こういうのは学園でけっこう言われてきたからもう慣れてるんだよね……。「病弱だなんてサフィーリエ様はさぞご心配でしょうねぇ」とか「無理に学園に通われずとも家庭教師をおつけになられては?」とか。つまりノエル君に負担をかけるな、とか領地にひっこんどけ、とかいう意味。こういうのは相手にしないでかわすに限るんだ。……でも男の人に言われるのは珍しいなぁ。
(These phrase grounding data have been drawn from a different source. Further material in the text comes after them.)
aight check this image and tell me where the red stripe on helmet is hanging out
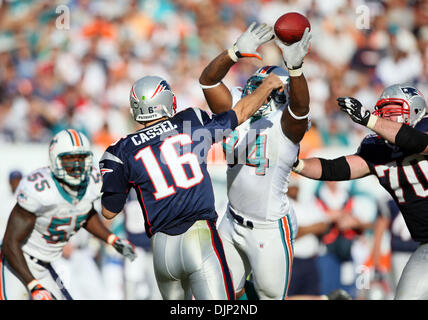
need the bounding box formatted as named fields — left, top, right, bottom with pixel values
left=131, top=86, right=139, bottom=101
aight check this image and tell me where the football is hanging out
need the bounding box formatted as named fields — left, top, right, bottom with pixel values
left=274, top=12, right=311, bottom=44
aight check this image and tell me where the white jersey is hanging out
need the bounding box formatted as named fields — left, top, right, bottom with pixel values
left=15, top=166, right=102, bottom=262
left=225, top=87, right=300, bottom=222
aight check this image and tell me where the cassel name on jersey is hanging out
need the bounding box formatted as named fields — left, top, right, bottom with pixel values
left=131, top=121, right=178, bottom=145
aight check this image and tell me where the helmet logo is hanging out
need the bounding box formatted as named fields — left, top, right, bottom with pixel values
left=401, top=87, right=419, bottom=99
left=151, top=80, right=171, bottom=99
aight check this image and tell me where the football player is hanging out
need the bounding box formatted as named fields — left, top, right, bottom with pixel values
left=0, top=129, right=136, bottom=300
left=293, top=84, right=428, bottom=299
left=198, top=22, right=311, bottom=299
left=99, top=71, right=284, bottom=300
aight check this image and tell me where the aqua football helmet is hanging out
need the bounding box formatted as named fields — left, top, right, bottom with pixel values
left=241, top=66, right=290, bottom=117
left=49, top=129, right=93, bottom=186
left=130, top=76, right=177, bottom=122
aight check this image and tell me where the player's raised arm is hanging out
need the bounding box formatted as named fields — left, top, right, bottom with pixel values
left=337, top=94, right=428, bottom=155
left=292, top=154, right=371, bottom=181
left=275, top=28, right=311, bottom=144
left=233, top=73, right=284, bottom=125
left=199, top=22, right=274, bottom=114
left=2, top=204, right=55, bottom=300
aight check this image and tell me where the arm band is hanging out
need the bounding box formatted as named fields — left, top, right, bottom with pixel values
left=199, top=81, right=222, bottom=89
left=395, top=124, right=428, bottom=154
left=320, top=156, right=351, bottom=181
left=101, top=192, right=127, bottom=214
left=288, top=105, right=310, bottom=120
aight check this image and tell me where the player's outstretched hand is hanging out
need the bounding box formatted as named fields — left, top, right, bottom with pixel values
left=337, top=97, right=372, bottom=127
left=30, top=283, right=55, bottom=300
left=275, top=27, right=311, bottom=70
left=112, top=237, right=137, bottom=261
left=230, top=22, right=275, bottom=61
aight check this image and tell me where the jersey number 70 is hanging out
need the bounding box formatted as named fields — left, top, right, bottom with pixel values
left=135, top=134, right=204, bottom=200
left=375, top=154, right=428, bottom=203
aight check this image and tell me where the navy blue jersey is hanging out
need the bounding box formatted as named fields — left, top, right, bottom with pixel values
left=99, top=108, right=238, bottom=237
left=356, top=116, right=428, bottom=243
left=385, top=199, right=419, bottom=253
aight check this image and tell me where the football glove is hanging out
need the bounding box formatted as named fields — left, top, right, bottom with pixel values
left=337, top=96, right=376, bottom=128
left=108, top=235, right=137, bottom=261
left=275, top=27, right=311, bottom=72
left=29, top=283, right=55, bottom=300
left=228, top=22, right=275, bottom=61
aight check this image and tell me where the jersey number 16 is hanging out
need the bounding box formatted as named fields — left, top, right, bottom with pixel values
left=135, top=134, right=204, bottom=200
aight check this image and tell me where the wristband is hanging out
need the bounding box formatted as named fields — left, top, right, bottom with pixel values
left=288, top=67, right=303, bottom=77
left=288, top=105, right=310, bottom=120
left=227, top=45, right=239, bottom=62
left=199, top=81, right=222, bottom=89
left=27, top=279, right=40, bottom=291
left=107, top=234, right=119, bottom=245
left=293, top=159, right=305, bottom=173
left=366, top=114, right=378, bottom=130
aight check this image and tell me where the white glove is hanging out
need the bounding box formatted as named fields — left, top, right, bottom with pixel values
left=228, top=22, right=274, bottom=61
left=108, top=234, right=137, bottom=261
left=275, top=27, right=311, bottom=73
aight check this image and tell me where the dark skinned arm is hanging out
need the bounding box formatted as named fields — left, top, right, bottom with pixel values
left=96, top=205, right=137, bottom=261
left=281, top=74, right=310, bottom=144
left=199, top=22, right=274, bottom=114
left=83, top=207, right=113, bottom=242
left=199, top=50, right=235, bottom=114
left=2, top=204, right=37, bottom=285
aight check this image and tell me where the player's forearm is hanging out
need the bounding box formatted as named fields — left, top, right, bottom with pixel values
left=233, top=80, right=278, bottom=125
left=293, top=158, right=322, bottom=179
left=84, top=209, right=112, bottom=242
left=288, top=74, right=310, bottom=117
left=2, top=241, right=35, bottom=284
left=371, top=116, right=406, bottom=145
left=294, top=155, right=370, bottom=180
left=2, top=204, right=38, bottom=285
left=370, top=116, right=428, bottom=154
left=199, top=50, right=235, bottom=85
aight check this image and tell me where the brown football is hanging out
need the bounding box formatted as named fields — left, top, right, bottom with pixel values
left=274, top=12, right=311, bottom=44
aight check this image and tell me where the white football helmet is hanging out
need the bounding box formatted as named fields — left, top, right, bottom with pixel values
left=49, top=129, right=93, bottom=186
left=241, top=65, right=290, bottom=117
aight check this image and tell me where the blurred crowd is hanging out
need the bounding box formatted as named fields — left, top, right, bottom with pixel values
left=0, top=0, right=427, bottom=300
left=0, top=0, right=426, bottom=152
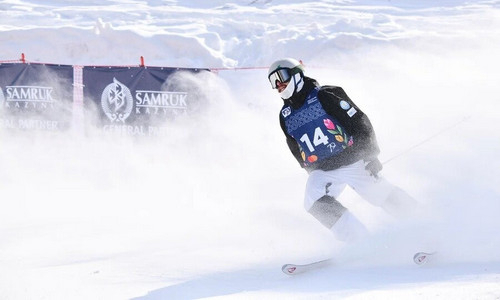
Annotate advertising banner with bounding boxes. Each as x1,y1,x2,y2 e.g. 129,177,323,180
0,63,74,132
83,66,204,136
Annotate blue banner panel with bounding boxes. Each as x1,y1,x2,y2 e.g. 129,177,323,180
83,66,204,136
0,63,74,132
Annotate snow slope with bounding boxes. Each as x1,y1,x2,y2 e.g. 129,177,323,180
1,0,500,299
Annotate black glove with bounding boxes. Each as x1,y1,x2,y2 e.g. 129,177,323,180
364,158,383,178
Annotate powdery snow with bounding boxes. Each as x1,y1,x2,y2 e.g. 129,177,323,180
1,1,500,299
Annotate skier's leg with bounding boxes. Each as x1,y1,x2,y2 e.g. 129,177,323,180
379,185,419,218
305,170,369,242
346,161,419,218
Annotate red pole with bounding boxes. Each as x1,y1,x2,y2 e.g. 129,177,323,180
21,53,26,63
140,56,145,67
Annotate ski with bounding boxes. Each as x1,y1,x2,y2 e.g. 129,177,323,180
282,252,434,275
413,251,436,265
282,259,332,275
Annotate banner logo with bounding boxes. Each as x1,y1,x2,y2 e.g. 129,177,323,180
2,85,55,109
101,78,133,122
135,90,188,115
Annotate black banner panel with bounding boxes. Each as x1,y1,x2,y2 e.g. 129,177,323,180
0,63,74,132
83,66,203,136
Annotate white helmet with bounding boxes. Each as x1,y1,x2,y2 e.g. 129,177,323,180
268,58,305,100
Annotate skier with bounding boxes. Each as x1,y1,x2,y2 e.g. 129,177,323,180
268,58,418,242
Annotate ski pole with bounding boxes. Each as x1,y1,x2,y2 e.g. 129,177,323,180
382,116,471,165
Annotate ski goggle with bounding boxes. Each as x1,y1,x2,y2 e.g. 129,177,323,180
268,68,293,89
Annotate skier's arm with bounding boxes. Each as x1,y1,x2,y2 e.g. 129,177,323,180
318,86,380,159
280,115,305,168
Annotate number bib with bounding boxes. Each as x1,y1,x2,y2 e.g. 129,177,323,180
282,88,353,166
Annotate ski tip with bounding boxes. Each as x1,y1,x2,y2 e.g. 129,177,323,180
281,259,332,275
282,264,298,275
413,251,436,265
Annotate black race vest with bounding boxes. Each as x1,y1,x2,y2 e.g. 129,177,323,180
282,87,354,166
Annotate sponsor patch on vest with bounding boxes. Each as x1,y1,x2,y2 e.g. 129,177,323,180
282,106,291,118
340,100,350,110
307,97,318,104
347,107,357,117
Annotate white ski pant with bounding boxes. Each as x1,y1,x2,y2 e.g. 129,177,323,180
304,160,416,242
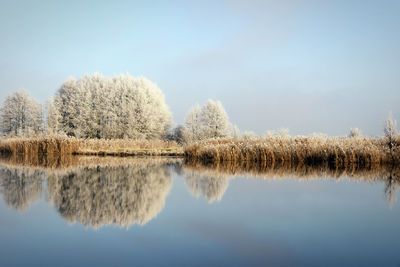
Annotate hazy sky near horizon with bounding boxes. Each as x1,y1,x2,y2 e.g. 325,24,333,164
0,0,399,136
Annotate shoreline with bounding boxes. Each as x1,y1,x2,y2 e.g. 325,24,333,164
0,136,399,166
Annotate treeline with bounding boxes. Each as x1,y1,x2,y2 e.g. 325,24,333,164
1,73,399,150
0,73,234,143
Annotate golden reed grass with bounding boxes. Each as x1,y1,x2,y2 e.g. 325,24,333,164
185,136,400,167
0,136,183,158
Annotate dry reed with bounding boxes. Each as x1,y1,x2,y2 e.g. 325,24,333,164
185,136,399,166
0,136,183,158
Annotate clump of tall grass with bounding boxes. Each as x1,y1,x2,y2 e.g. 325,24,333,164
0,136,183,158
0,136,79,156
185,135,398,166
76,138,182,156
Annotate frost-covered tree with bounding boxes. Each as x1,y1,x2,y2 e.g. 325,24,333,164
201,100,231,139
349,128,362,138
0,90,43,137
241,131,258,140
52,74,172,139
231,124,241,139
183,100,231,143
46,97,62,136
183,104,202,143
384,112,398,153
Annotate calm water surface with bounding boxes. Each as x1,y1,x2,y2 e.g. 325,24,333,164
0,158,399,267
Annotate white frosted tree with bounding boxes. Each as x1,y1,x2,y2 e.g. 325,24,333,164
46,97,62,135
183,104,203,143
231,124,241,139
52,73,172,139
183,100,231,143
201,100,231,139
348,128,362,138
384,112,398,153
0,90,43,137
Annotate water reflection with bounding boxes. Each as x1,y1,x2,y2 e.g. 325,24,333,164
46,162,173,229
0,167,45,212
384,168,400,207
0,157,180,229
0,155,399,229
184,172,229,203
183,160,400,206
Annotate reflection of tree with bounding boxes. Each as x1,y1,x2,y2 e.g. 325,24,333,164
0,167,44,212
184,172,229,203
384,168,400,208
47,162,172,229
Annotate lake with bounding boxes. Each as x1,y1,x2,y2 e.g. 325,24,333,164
0,157,399,267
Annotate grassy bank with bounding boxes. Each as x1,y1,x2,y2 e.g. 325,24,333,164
0,137,183,158
2,135,399,166
184,136,400,166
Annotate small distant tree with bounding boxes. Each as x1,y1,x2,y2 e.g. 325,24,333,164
0,90,43,137
183,100,231,143
46,97,62,136
241,131,257,140
278,128,290,138
384,112,398,154
183,104,203,143
231,124,240,139
263,130,276,138
166,125,184,144
200,100,231,139
349,128,362,138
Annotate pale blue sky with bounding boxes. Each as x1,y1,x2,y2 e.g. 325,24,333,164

「お気遣いいただきありがとうございます。体調は以前より随分と良くなって参りましたのでご心配頂か無くても大丈夫です。この庭園の美しさに惹かれてつい外へ出てきてしまっただけなので、すぐに戻らせていただきます。では失礼いたします」
私は大広間へ戻ろうとした。いくら開放的な戸外でもずっと男女二人きりでいるのは良くないから。ローズちゃんと白ちゃんがいるから二人きりじゃないけど、他の人には見えないものね。
「お待ちなさい」
「え?」
「貴女はサフィーリエ公爵家に相応しくない。今からでも婚約を辞退されてはいかがか?」
うわぁ。こんなにはっきり言われたのは初めてだ……。
「たいした才覚もなく、貴族令嬢としての勉強も足りない病弱な貴女ではノエル・サフィーリエ殿の足を引っ張るだけでしょう。彼を愛しているのなら尚更身を引いて相応しい令嬢にその立場を譲られてはどうでしょう?」
「…………」
「傷つけるつもりはありません。しかし、結婚後に苦労をなさるのは目に見えているでしょう?少しお考えになられては?では失礼」
「あーあ、言われちゃった……」
ずっと病弱だった私は確かに貴族令嬢としての知識とか振る舞いとかが足りてないと思う。学園の勉強と並行して頑張って来たけど、何年も積み重ねてきた他のご令嬢と比べるとやっぱり見劣りしちゃうんだ。それになによりやっぱり友達が少ないのは致命的なんだよね……。お茶会なんて数えるくらいしか出たことないし、幼い頃からの友人もいないから交友関係も……。改めて指摘されるとちょっと落ち込むなぁ。
「…………」
「…………」
ローズちゃんと白ちゃんが全然喋らないのに気が付いた。といっても白ちゃんはまだ一言しか喋ってるのを聞いてないんだけど。
「ん?二人ともどうしたの?」
あれ?なんだかプルプル震えてる?あ、魔力を放出しだした?!
「ちょ、ちょっと?何してるの?!」
「ルミリエ、アイツやっちゃっていいよね」
「ちょっと、ローズちゃんそんな低い声出せたの?白ちゃんまでなんでファイティングポーズしてるの?っていうかそれどこで覚えてきたの?」
「私が教えたのよ。ルミリエの敵を倒せるようにね。白は魔力量が少ないみたいだから」
ローズちゃんが低い声でつぶやき続ける。
「て、敵って……!ちょっと待って何するの?ダメだよ!お城で魔術なんて使ったら!衛兵さんが来ちゃう!」
何とか二人を止めて大広間に戻ったけど、本当に大変だった。